お金は変わる。そしていずれ 「なくなる」 ――。

2017年、バブルを迎えた仮想通貨市場。だが、その本質は投機対象でも決済手段でも、あるいはブロックチェーンという技術革新ですらない。お金という存在の正体に皆が気づき始めたことこそが、革命なのだ。

ビットコインが目指した自由、イーサリアムがもたらす大変革、そして新しく訪れる個人と会社・国家との関係性とは。仮想通貨から学ぶ 「これからの経済学」 。


お金とは何か


著者の堀江貴文氏が考えるお金とは、信用を数値化するものです。

興味深い見方だと思ったのは、お金は多くの人の共同幻想だと書かれていることです。多くの人が価値があると信じているものにすぎないという捉え方です。

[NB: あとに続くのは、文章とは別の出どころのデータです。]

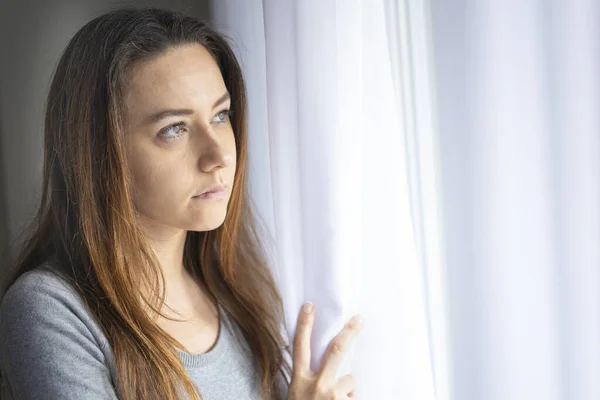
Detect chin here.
[188,213,226,232]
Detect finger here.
[335,374,356,396]
[293,302,314,374]
[319,316,363,384]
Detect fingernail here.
[302,301,313,314]
[352,314,365,328]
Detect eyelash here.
[158,109,231,141]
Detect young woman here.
[0,8,361,400]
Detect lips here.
[194,185,227,197]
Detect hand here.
[288,303,364,400]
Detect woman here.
[0,8,361,400]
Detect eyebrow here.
[146,92,231,124]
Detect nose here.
[198,127,233,173]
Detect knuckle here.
[331,340,344,356]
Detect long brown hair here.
[0,8,290,400]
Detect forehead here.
[124,44,226,113]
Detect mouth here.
[192,185,227,200]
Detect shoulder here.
[0,267,116,399]
[0,265,111,356]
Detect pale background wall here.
[0,0,210,294]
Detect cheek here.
[132,148,191,216]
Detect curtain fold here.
[213,0,435,400]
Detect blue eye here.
[212,110,231,124]
[158,122,185,140]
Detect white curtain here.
[213,0,448,400]
[432,0,600,400]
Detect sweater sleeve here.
[0,271,117,400]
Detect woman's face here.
[124,44,236,238]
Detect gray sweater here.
[0,268,284,400]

これからのお金のことで、覚えておきたいと思ったことは2つです。

  • 今後は国が発行し管理する法定通貨 (円や米ドルなど) の価値は下がる (ただし、なくなるわけではない)
  • 法定通貨は信用や価値の全てを数値化できていない。これからはお金で交換できないものに価値がある


これからを稼ぐ


本書のタイトルは、「これからを稼ごう」 です。


タイトルの意味


私が思ったタイトルの意味することは、お金を稼ぐと考えるのではなく、お金に直接換算できない自分への評価、信用や信頼、自分の価値を高めるという生き方を目指すことです。

そのためには、日本円などの法定通貨への縛りから自分を解放し、自分の時間を生きることです。

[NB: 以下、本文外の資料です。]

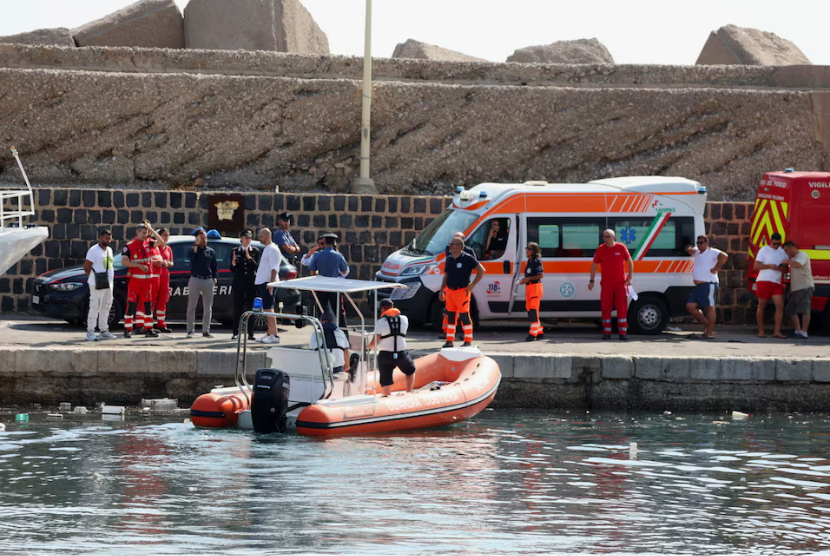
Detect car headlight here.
[401,264,438,276]
[49,282,84,292]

自分の時間を生きるとは、他人の時間に生きないことです。他人の時間とは、自分がワクワクしないこと、それをやる意味が見い出せないこと、受け身でやらされることです。


自分で選択できること


縛りから解放されるとは、自分で選択できることです。

例えば、通貨も自分の意志で選択することです。従来は、通貨を選択するとは、実質的にはどの国に所属するかでした。生まれながらに日本にいる人は、自動的に日本円を選択してきました。

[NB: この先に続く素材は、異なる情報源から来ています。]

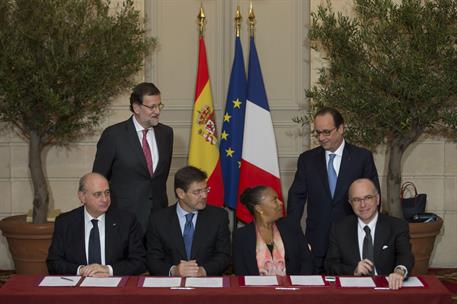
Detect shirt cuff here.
[394,265,408,278]
[106,265,113,277]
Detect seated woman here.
[233,186,313,275]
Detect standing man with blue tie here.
[92,82,173,231]
[287,107,380,273]
[146,166,230,277]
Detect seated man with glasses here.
[47,173,146,277]
[146,166,230,277]
[325,179,414,289]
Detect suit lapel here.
[72,206,87,265]
[105,209,119,265]
[126,115,150,177]
[346,216,362,264]
[190,209,205,259]
[153,124,167,176]
[373,214,390,267]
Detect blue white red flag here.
[236,36,282,223]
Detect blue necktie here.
[182,213,194,260]
[362,225,374,275]
[327,154,338,198]
[89,219,102,264]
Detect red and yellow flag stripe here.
[188,36,224,206]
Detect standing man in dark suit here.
[325,178,414,289]
[146,166,230,277]
[47,173,146,277]
[93,82,173,231]
[287,108,379,273]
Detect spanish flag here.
[189,36,224,206]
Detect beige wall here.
[0,0,457,269]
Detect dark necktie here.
[327,154,338,197]
[182,213,194,260]
[141,129,154,176]
[89,219,102,264]
[362,226,374,275]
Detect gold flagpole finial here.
[248,1,255,36]
[234,5,242,37]
[197,3,206,36]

しかし、堀江氏が望むのは、通貨や住む世界を選択できるようになることです。通貨の選択は、暗号通貨 (仮想通貨) というテクノロジーの発展と浸透で可能になります。


暗号通貨が出現したことの意味


暗号通貨の特徴は、特定の管理者が存在せず、分散型の非中央集権で通貨が管理され運営されることです。国が発行する法定通貨とは逆です。

暗号通貨の出現の意味合いは、中央集権ではなく国家が管理しない通貨を、テクノロジーによって国ではない自分たちが作れることです。

これは、揺り戻しです。

かつて通貨は、国が中央で管理し保証する存在では必ずしもありませんでした。価値を評価し交換と保存をするために、自分たちが価値だと思った、例えば貝殻、金や銀などの貴金属が、勝手に使われていました。

暗号通貨という、数学システムとテクノロジーに基づく信用に人々が価値を見い出すようになれば、大きな歴史の視野で見れば、通貨の転換点です。


最後に


本書の特徴は、著者の堀江貴文氏と、暗号通貨に詳しい大石哲之氏が監修をしていることです。

企業に例えると、ビジョナリーである堀江氏が CEO 、技術に詳しい大石氏が CTO (最高技術責任者) という役割です。本書では、暗号通貨の歴史、技術・仕組みも詳しく書かれています。大石氏の監修によって、客観的な内容になっています。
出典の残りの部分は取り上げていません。